Sind Sie mit den bisher getroffenen politischen Entscheidungen zur Struktur und den Aufgaben des CIR zufrieden oder gibt es aus Ihrer Sicht dringenden Nachsteuerungsbedarf? Ich bin mit den getroffenen Entscheidungen zur TSK CIR sehr zufrieden, insbesondere auch hinsichtlich der Kriterien, die an eine Teilstreitkraft angelegt beziehungsweise nicht angelegt wurden – siehe oben. Zudem begrüße ich die klare Zuweisung streitkräftegemeinsamer Aufgaben, wie bisher für das Militärische Nachrichtenwesen und die Digitalisierung der Bundeswehr, zusätzlich für die Militärische Sicherheit der Bundeswehr. Nachsteuerungsbedarf besteht außerhalb von Strukturen und Aufgaben, nämlich weiterhin beim Fähigkeitsaufbau und der dazugehörigen Finanzierung. Hier ist Kriegstüchtigkeit nur zu erreichen, wenn die Folgerungen nach den Erkenntnissen aus dem russischen Krieg gegen die Ukraine oder aus den in Deutschland spürbaren hybriden Aktivitäten umgesetzt werden. Das betrifft beispielsweise die Themen Drohnenabwehr, Anwendung von KI, Elektronischer Kampf und die Einsatzunterstützung aus dem Weltraum.

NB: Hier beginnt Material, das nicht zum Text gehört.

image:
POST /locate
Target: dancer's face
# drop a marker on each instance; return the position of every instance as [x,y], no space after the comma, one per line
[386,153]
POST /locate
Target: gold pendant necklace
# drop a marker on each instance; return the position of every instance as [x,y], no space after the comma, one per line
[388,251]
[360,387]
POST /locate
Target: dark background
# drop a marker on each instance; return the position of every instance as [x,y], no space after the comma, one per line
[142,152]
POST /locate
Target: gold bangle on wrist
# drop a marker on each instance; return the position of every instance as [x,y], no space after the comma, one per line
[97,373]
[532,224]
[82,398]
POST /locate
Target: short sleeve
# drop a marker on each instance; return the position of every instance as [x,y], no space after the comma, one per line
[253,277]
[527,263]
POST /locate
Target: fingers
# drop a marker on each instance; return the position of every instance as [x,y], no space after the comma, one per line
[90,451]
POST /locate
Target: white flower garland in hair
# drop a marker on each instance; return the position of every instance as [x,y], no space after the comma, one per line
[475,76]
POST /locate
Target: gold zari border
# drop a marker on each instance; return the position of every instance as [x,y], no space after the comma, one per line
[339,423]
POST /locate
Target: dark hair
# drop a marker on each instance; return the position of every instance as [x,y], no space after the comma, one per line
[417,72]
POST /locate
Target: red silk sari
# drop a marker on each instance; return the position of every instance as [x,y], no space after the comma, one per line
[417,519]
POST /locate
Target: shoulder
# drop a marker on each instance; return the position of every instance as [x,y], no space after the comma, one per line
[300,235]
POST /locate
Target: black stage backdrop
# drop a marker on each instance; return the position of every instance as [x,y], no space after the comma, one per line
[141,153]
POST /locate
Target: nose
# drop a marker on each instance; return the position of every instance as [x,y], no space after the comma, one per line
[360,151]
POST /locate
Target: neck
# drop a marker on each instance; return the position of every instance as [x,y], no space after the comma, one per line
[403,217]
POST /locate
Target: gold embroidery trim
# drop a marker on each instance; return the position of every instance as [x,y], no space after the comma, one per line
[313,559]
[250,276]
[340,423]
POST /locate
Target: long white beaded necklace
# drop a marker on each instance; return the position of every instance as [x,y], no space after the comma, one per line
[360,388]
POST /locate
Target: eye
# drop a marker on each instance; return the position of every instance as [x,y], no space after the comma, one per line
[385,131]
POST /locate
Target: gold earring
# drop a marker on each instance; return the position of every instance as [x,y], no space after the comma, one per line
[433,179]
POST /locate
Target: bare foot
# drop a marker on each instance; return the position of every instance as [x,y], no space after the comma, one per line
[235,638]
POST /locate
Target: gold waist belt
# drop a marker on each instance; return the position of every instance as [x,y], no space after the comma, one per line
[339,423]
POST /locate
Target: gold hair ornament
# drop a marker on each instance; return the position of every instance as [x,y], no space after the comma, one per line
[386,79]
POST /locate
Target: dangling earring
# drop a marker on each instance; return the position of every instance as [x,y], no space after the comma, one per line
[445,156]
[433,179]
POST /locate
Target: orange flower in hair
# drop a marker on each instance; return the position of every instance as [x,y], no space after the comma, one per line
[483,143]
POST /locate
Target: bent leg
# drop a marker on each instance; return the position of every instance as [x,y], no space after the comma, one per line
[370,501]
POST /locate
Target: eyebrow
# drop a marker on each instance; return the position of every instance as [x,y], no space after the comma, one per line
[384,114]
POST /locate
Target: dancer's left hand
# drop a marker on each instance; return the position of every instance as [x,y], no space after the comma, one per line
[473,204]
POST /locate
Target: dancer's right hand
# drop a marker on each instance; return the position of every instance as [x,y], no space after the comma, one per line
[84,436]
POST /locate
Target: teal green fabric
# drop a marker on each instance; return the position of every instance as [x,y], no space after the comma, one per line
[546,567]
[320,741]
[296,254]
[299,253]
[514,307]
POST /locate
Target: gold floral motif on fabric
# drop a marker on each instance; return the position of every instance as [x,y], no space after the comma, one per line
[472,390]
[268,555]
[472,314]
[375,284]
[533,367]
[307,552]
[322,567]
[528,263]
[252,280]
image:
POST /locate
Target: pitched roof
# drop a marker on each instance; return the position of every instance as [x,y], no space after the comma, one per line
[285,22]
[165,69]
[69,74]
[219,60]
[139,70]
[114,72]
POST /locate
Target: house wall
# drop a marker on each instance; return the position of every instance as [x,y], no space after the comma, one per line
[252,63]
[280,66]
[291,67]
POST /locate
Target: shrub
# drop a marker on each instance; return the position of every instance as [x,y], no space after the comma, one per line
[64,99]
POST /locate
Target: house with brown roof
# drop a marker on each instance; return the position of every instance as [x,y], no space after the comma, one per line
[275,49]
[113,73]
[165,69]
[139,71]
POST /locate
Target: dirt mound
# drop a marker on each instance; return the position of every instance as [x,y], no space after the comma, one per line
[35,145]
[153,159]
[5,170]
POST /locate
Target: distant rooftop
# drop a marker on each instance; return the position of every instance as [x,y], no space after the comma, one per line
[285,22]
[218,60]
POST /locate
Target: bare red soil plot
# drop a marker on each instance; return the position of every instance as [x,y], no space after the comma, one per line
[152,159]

Dazu kommt der Entscheidungsbedarf zur zukünftigen Wehrform sowie zu einem resilienten Personalkörper der Bundeswehr.

CIRDie Verteidigungsplanung der NATO ist bestimmende Größe für die Planung der Bundeswehr. Welche besonderen Herausforderungen bringt das für Ihren Verantwortungsbereich auch unter Berücksichtigung der aktuellen Lage an der Ostflanke der NATO? Natürlich haben die Verteidigungsplanungen der NATO und die damit verbundenen Entscheidungen und Zusagen einen deutlichen Einfluss auf die TSK CIR. Neben den erforderlichen Kräftedispositiven weise ich auf die notwendigen Fähigkeiten in den Bereichen Cyber/IT, Elektronischer Kampf und Operative Kommunikation hin. Für das gläserne Gefechtsfeld müssen wir das einheitliche und digitale Lagebild schaffen, eine teilstreitkräfteübergreifende Befähigung zu Multi-Domain Operations realisieren und die Vernetzung der Waffensysteme auf dem Gefechtsfeld – Stichwort Software Defined Defense – erreichen. Nur so werden sich Streitkräfte zukünftig gegen einen gleichwertigen Gegner behaupten können.